Security Vulnerabilities: SA-CORE-2018-005 - Drupal 8.x & CVE-2018-14773 - Symfony

UPDATE: An updated v15.1 Drupal 8 appliance has been released. Read more here (part of the v15.0 stage 3 announcement).

SA-CORE-2018-005 - Drupal 8

Popular CMS platform Drupal recently announced that versions of Drupal 8 prior to 8.5.6 are affected by SA-CORE-2018-005 / CVE-2018-14773 (more CVE details below). Drupal 8 uses components from the Symfony framework so is affected by this Symfony bug.

Unfortunately, this includes our recently published v15.0 Drupal 8 appliance. All users of Drupal 8 are reminded that all versions prior to v8.5.6 are NO LONGER SUPPORTED.

Drupal 8 users are encouraged to update ASAP. Details on how to upgrade can be found in the Drupal 8 docs. An updated TurnKey Drupal 8 appliance will be released soon.

Please note that Drupal 7 is NOT AFFECTED by this bug.

CVE-2018-14773 - Symfony

As hinted above, a vulnerability which affects all versions of popular framework Symfony was recently announced. Essentially the bug allows attackers to bypass some security measures that admins may be using to restrict access to specific URLs. Some additional details and links are noted on the (US) National Vulnerability Database.
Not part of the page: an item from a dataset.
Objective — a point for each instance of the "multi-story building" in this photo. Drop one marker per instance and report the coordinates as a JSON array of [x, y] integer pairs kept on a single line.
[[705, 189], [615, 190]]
Symfony users are encouraged to update to a secure version as soon as possible. The Symfony docs cover both minor and major version upgrades. Users of supported versions can just do a minor upgrade, users of unsupported versions should upgrade to a supported version (via major version upgrade) ASAP. An updated TurnKey Symfony appliance will be released soon.